In Canada, your tax obligations are based on your residency status. Only the Canada Revenue Agency can truly determine your residency status. This decision is based on various guidelines rather than strict rules, which are often open for interpretation by the CRA. Generally, you are either a resident or a non-resident.
A non-resident is an individual who is no longer considered to be a resident of Canada for income tax purposes. Non-residents have typically left the country and have severed significant residential ties to the country. Residential ties to Canada include maintaining things such as a permanent house or dwelling, having spouses or dependants in Canada, or continuing to maintain Canadian drivers licences, bank accounts, personal property, health cards, and social memberships.
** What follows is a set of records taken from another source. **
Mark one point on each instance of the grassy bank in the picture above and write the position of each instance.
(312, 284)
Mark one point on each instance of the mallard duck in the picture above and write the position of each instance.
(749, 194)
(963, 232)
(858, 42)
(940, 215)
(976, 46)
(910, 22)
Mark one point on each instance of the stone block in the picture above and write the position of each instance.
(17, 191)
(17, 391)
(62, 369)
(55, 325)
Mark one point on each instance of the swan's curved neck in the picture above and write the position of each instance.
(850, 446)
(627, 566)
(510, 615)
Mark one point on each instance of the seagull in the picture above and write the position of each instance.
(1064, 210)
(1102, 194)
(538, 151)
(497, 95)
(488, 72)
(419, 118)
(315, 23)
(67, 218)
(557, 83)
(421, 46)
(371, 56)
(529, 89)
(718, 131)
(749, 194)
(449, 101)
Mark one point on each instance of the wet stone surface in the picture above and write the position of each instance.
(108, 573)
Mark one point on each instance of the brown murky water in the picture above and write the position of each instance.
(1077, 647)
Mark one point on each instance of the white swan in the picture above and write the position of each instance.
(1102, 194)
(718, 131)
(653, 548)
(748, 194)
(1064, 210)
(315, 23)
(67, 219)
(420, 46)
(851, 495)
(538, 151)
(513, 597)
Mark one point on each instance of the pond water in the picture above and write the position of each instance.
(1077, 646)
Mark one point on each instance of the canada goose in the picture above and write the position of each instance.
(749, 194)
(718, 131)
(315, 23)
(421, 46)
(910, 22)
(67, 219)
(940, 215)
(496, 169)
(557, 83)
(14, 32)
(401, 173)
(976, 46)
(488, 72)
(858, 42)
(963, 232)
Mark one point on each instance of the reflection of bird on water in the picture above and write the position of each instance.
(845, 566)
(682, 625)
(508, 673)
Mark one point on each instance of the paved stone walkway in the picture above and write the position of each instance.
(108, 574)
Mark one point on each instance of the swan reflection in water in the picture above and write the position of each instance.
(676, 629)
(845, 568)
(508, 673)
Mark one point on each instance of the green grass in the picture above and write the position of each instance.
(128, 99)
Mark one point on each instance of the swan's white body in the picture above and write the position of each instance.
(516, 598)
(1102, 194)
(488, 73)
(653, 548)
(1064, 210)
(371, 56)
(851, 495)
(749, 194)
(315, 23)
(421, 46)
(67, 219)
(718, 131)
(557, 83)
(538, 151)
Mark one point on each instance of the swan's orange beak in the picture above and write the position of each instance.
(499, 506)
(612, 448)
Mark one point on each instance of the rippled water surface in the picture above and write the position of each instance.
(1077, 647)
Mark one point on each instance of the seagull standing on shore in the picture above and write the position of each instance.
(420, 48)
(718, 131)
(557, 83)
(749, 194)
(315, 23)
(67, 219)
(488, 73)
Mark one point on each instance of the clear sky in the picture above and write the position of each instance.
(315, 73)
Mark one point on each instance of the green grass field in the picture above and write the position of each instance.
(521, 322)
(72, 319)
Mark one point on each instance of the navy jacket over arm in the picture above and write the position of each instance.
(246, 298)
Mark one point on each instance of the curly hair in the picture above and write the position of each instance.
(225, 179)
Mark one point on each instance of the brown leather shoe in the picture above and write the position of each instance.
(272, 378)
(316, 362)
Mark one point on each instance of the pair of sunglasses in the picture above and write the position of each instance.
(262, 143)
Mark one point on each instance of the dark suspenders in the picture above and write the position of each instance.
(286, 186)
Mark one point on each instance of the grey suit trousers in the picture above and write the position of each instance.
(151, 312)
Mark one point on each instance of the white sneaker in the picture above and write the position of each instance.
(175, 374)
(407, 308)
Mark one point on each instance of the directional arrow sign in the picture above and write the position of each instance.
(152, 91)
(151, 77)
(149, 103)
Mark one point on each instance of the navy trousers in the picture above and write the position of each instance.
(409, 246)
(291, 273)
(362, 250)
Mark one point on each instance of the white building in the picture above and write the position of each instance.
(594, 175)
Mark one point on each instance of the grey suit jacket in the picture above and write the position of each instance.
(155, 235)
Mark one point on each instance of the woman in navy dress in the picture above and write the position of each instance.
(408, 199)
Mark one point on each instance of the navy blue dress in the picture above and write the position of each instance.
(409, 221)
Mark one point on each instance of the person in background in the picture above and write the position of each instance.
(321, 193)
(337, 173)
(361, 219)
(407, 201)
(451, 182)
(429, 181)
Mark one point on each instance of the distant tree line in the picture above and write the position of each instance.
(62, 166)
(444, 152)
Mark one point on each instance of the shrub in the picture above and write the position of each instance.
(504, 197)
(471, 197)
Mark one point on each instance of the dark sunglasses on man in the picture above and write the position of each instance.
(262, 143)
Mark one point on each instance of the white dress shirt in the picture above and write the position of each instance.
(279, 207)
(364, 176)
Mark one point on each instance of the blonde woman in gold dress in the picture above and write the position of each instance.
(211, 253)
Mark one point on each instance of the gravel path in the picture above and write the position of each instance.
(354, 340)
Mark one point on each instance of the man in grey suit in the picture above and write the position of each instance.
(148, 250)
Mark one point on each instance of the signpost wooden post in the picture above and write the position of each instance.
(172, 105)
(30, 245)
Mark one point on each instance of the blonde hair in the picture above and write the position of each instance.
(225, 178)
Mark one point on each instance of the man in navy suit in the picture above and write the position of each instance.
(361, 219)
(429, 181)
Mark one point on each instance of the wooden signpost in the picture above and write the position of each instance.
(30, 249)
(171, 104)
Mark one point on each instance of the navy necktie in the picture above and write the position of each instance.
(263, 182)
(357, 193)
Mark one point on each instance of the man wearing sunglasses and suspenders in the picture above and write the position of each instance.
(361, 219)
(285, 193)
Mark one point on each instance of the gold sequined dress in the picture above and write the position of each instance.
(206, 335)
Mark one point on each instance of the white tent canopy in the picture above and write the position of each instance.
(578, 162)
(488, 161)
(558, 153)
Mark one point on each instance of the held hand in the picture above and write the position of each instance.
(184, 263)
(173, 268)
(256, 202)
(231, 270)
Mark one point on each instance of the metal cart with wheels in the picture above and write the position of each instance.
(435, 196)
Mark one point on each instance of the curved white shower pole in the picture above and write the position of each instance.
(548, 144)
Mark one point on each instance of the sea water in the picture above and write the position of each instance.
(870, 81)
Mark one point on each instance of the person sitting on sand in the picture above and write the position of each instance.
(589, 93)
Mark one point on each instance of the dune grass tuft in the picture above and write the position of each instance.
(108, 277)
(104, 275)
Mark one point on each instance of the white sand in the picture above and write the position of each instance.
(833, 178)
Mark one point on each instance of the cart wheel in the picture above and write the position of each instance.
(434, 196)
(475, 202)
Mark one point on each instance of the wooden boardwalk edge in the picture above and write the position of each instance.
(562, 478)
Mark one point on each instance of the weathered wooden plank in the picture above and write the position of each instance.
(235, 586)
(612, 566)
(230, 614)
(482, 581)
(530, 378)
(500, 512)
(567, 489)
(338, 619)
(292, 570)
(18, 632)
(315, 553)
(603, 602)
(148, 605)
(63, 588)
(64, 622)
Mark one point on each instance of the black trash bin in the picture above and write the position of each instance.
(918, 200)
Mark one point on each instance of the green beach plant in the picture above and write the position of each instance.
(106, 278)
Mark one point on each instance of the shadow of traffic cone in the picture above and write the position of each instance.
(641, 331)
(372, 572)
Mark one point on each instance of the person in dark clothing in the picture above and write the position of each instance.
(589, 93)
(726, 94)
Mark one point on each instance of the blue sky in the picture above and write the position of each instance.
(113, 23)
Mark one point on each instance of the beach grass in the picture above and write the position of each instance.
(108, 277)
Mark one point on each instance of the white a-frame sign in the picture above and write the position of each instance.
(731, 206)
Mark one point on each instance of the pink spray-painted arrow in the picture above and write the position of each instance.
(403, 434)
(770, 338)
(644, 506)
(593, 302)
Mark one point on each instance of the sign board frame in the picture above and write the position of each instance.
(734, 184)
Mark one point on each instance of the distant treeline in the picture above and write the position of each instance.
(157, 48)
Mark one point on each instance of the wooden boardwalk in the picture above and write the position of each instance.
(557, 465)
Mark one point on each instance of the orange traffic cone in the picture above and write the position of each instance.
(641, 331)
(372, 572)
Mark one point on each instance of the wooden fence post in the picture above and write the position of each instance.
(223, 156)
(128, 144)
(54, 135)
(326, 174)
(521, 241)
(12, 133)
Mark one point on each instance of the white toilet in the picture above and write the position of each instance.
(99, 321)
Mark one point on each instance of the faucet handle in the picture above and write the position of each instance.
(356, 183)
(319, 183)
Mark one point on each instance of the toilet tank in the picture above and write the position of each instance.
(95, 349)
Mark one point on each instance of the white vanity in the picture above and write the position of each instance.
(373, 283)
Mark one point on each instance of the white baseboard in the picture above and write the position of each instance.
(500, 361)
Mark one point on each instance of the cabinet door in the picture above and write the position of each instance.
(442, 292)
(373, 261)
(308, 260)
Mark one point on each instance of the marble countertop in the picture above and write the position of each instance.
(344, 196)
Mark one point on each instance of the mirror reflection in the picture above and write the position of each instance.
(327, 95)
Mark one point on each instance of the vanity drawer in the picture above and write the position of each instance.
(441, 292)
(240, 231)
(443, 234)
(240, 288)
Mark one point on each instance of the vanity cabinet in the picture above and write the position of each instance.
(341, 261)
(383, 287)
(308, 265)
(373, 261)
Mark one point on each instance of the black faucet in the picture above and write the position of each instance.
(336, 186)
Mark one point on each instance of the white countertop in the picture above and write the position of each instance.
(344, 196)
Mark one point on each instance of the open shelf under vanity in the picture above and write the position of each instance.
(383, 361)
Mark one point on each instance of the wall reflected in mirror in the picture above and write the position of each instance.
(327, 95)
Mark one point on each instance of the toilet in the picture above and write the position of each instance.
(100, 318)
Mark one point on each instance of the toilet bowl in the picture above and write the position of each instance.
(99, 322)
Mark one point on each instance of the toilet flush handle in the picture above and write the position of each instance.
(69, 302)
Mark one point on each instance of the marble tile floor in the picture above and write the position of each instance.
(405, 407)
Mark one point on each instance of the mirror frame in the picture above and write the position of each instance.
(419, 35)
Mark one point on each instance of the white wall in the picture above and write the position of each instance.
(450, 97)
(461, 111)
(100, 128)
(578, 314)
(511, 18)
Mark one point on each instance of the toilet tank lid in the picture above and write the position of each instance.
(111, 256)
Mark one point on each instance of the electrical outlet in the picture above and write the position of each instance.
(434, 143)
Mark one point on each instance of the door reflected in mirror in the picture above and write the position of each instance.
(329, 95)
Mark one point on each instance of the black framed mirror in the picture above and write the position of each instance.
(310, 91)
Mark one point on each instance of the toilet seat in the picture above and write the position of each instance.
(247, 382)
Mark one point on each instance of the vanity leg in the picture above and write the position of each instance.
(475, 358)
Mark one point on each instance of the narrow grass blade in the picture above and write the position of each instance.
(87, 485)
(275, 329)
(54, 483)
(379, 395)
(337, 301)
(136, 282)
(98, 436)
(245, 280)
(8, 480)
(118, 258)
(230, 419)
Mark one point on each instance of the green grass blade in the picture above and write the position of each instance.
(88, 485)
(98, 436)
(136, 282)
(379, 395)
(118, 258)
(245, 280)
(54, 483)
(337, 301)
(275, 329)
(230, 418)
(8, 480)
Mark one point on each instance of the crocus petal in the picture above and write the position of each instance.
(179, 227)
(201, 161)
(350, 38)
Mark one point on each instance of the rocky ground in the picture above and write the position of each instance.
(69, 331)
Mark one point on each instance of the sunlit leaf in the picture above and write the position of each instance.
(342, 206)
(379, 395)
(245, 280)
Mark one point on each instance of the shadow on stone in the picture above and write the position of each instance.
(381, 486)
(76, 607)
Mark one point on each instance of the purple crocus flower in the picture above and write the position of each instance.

Non-residents are only taxed on income that they receive from Canadian sources, such as pension, investment and other amounts. Non-residents are usually only required to pay withholding taxes on the amounts from Canadian sources. The payers (people or entities who pay you money) of the funds should be made aware that you are a non-resident, and as such, they usually will withhold income tax (Part XIII tax or Part I) of about 25 percent. You do not have to file a tax return unless you have elected to, and there are no further tax obligations.
A person can have a home in more than one country, and it’s also possible to be considered a resident of two (or even more) countries at the same time. Each country may have different definitions or conditions for residency. This could mean that an individual could be considered a dual resident of Canada and another country, and he could be required to file tax returns in both Canada and the other country.
Since Canadians that are classified as residents of Canada must file income taxes and report on their worldwide income, it is feasible that an individual could also have to do the same in another country — this would lead to double taxation.
To help avoid this, the Canadian government has entered into tax treaties to deal with these situations. The treaties usually contain details on which country should tax each individual and if an individual is required to pay tax in one country, how he can get credit for the taxes in another. Since each country may have different classifications for residency, each treaty is different and can also be interpreted differently. The treaties usually contain steps for appeal to the various governments if you do not agree on the residency status determinations.
Ways to Gain Clarity on Your Status
You might be required to complete a questionnaire referred to as NR 73, Determination of Residency Status (Leaving Canada), and have the CRA make a determination of your residency status. Afterwards, if you disagree with the CRA determination, you may have your residency status further reviewed by a Canadian court.